Some snippets from the book ( I guarantee you will be laughing too!):

It is December 1980, a week before Christmas, Westport, Connecticut, a blanket of snow on the ground, wood smoke from fireplaces redolent in the air, tree lights festooning the houses, a pervasive Yuletide lilt, but we are laboring in the subterranean space beneath Paul’s converted barn, an area that had once been a stable for farm horses.  There is a bucket filled with ice-blanked Budweisers and an array of bottles of olive oil, vinegar, mustard,condiments, and so forth.  There is also an empty tub and collection of old bottles dating back to Revolutionary times by their appearance, bottles of various shapes and sizes that had been somewhat sanitized for this occasion.
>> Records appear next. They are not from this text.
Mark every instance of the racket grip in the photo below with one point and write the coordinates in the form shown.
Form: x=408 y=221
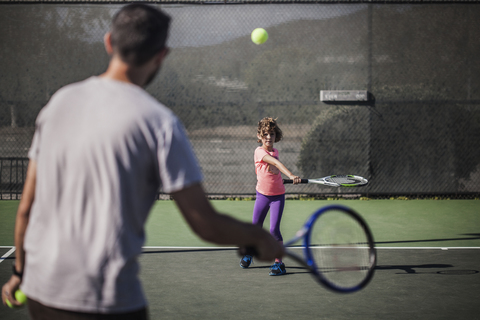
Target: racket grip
x=288 y=181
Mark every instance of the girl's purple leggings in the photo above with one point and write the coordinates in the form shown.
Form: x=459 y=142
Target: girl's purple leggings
x=260 y=210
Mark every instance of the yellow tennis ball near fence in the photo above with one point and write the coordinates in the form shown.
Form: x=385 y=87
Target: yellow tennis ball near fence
x=259 y=36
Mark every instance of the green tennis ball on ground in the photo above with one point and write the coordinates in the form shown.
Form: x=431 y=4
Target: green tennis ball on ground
x=259 y=36
x=20 y=296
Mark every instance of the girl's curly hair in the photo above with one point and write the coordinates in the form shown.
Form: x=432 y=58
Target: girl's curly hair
x=267 y=125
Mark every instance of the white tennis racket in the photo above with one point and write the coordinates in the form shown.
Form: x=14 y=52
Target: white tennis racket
x=347 y=181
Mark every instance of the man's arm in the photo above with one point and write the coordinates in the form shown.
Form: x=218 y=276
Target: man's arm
x=21 y=222
x=221 y=229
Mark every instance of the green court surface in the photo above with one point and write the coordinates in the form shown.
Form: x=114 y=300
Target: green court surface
x=428 y=266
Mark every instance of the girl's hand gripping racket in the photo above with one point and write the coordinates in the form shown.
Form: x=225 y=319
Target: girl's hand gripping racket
x=336 y=181
x=338 y=249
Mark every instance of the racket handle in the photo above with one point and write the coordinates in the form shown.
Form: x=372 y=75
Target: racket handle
x=287 y=181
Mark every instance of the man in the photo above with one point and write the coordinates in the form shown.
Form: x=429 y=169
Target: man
x=101 y=149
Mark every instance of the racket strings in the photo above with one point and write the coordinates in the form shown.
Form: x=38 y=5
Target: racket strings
x=344 y=180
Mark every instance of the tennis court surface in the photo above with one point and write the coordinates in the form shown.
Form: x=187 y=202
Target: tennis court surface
x=428 y=266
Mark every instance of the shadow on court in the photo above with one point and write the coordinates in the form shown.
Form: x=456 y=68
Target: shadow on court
x=209 y=284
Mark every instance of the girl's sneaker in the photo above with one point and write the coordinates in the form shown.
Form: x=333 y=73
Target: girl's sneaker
x=246 y=261
x=277 y=269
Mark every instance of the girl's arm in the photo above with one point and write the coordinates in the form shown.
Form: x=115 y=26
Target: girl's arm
x=271 y=160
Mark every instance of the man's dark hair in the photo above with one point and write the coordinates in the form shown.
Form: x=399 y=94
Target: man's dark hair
x=139 y=31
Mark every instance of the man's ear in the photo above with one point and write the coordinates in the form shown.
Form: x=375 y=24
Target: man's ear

Paul Newman, known to his friends as ol’ PL or Calezzo de Wesso (Bonehead), had asked his buddy A. E. Hotchner (Hotch), sometimes called Sawtooth, to help him with a Christmas project that he was assembling in this basement, which wasn’t a basement in the usual sense.  There were crusty stones, a dirt floor, crumbling cement, and overhead timbers covered with active cobwebs.  Also three long since vacated horse stalls, but the unmistakable aroma of horses remained.  There were desiccated manure fragments here and there, and there was evidence that certain field animals were still occupying the premises.  A very picturesque place in which to mix salad dressing.

The project was to mix up a batch of PL’s salad dressing in the washtub and fill all those old wine bottles using the assembled funnels and corks and labels, and on Christmas Eve our collective families would go around the neighborhood singing carols and distributing these gift bottles of PL’s dressing.

. . . Occasionally, during the hours we labored, somebody would show up–Caroline, the housekeeper, or Joanne or one of Paul’s kids.  But they had the good sense to stop at the door.  The smell of vintage horse piss and mold had not commingled with the aroma of Budweiser and the salad dressing ingredients, a combination that did not exactly beckon.  So they stood near the door and announced that dinner was ready, or Aunt Margaret was here, or the police wanted to invalidate Paul’s driver’s, but Paul said we still had work to do, whereupon everyone seemed to scatter in a hurry.  No one dared venture into that place.  It was forbidding, or sanctified, maybe.

As we know, all profits from Paul Newman’s products: the salad oil, popcorn, spaghetti sauce, lemonade, salsa, and steak sauce – go to deserving charities.  In September 1986, Paul Newman envisioned his own charity – a camp for children with cancer and December 1986, ground was broken for the  Hole in the Wall Gang Camp.

“I cannot lay claim to some terribly philanthropic instinct in my base nature,” PL says.  “It was just a combination of circumstances.  If the business had stayed small and had just been in three local stores, it would never have gone charitable.  It was just an abhorrence of combining tackiness, exploitation, and putting money in my pocket, which was excessive in every direction. . . . One thing that really bothers is what I call ‘noisy philanthropy.’  Philanthropy ought to be anonymous, but in order for this to be successful you have to be noisy.  Because when a shopper walks up to the shelf and says, ‘Should I take this one or that one?’ you’ve got to let her know that the money goes to a good purpose.  So there goes all your anonymity and the whole thing that you really cherish. Publicize the generosity in order to become more generous.  That’s been the most difficult part of it.  But overcoming that dichotomy has provided us with the means of bringing thousands of unlucky children to the Hole in the Wall Gang Camps.”